2. La classe.
Plus tôt ce matin-là.
« Aujourd’hui, nous parlerons d’Helistia, annonça Mélusine d’une voix claire et joyeuse. Qui peut me dire ce qu’il a retenu de la leçon d’hier ? »
Un sourire radieux aux lèvres, Mélusine observait les mains de ses élèves se lever avec enthousiasme. Elle donna la parole à un petit Elfe fluet aux grands yeux verts, qui prit tout à coup un air sérieux et important.
« Nous t’écoutons, Synès, l’encouragea-t-elle d’une voix douce. »
L’enfant se leva, ses cheveux dorés brillant sous la lumière du matin, et Mélusine ne put s’empêcher de sourire en voyant sa détermination. Pour être entendu de tout le monde, il répondit d’une voix forte et claire :
« Helistia est le monde dans lequel nous vivons, et ses habitants se nomment les Hélistes. »
— C’est exact ! s’exclama Mélusine, les yeux pétillants de fierté. Tu peux t’asseoir, Synès.
Tout fier d’avoir donné la bonne réponse, le petit Elfe se rassit avec un petit rictus de satisfaction sur les lèvres, le menton légèrement relevé.
« Quelqu’un d’autre pourrait-il nous en apprendre davantage sur les continents que compte Helistia ? demanda Mélusine, son regard parcourant la classe avec curiosité. »

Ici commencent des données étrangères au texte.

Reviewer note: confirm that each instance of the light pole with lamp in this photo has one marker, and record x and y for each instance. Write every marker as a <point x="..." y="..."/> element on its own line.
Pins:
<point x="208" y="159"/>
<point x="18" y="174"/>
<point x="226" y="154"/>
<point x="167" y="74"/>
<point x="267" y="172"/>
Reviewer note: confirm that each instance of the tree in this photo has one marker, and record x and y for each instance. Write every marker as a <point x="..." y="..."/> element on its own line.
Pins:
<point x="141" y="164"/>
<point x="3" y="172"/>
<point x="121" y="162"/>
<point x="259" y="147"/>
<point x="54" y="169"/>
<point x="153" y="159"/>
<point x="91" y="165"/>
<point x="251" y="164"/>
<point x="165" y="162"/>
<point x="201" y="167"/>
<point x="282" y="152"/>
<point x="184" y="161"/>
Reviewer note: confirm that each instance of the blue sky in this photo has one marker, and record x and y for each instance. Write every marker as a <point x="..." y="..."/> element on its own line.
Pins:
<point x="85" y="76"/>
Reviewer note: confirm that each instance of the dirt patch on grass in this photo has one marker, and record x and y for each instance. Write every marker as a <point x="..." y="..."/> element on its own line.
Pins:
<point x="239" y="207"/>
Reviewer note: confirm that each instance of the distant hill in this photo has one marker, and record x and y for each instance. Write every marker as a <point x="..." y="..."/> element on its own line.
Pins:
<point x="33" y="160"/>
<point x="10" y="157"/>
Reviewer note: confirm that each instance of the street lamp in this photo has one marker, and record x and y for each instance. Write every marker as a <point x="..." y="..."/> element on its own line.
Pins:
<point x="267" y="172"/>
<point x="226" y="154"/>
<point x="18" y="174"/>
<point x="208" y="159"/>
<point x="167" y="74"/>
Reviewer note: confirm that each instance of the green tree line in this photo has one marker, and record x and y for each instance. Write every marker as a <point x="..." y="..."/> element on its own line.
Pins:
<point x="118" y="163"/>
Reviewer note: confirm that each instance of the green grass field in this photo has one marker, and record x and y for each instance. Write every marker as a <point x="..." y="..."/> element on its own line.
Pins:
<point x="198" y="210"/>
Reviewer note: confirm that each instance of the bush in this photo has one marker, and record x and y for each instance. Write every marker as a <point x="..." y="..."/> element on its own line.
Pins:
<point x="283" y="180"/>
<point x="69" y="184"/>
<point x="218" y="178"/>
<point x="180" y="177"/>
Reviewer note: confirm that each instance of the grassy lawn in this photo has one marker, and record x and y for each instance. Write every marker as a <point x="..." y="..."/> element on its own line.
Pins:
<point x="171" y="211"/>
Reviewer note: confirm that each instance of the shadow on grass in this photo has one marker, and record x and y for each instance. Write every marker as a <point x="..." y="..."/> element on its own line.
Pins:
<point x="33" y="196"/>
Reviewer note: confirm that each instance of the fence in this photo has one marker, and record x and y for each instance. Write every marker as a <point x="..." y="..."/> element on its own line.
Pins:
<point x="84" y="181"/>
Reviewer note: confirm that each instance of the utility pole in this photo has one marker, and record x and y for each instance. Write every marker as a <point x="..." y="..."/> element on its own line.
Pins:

Mélusine, qui était assise à son bureau, se leva gracieusement pour se dégourdir les jambes, ses longues tresses blondes dansant autour d’elle. Debout au milieu de la classe, elle ajusta ses lunettes d’un geste élégant, ses doigts blancs effleurant délicatement les branches. Elle balaya ensuite la classe du regard, mais son sourire s’évanouit légèrement en ne voyant aucune main se lever. D’une démarche rapide et souple, elle se mit à arpenter la classe, ses pieds glissant silencieusement sur le sol. Elle récita d’une voix mélodieuse le contenu du livre de L’Histoire et la Géographie d’Helistia, qu’elle connaissait par cœur. Les petites oreilles pointues des enfants étaient toutes tournées vers elle, leurs yeux brillants de curiosité, tandis qu’elle énumérait les continents d’Helistia :
« Helistia est divisé en trois grands continents : Oxane au nord, Mechthorne au sud, et enfin Legnister, le continent central. »
Mélusine s’attarda plus particulièrement sur Legnister, le continent qui abritait la forêt sacrée des Elfes, là où ils se trouvaient. Elle demanda à la classe le nom de cette terre magique, un petit morceau du continent central. Tous les doigts se levèrent avec enthousiasme, et Mélusine choisit une Elfe toute menue du nom d’Inza pour répondre. Inza se leva alors, légèrement tremblante d’hésitation.
« Vas-y, Inza, nous t’écoutons, l’encouragea Mélusine en se penchant légèrement vers elle, un sourire bienveillant aux lèvres. »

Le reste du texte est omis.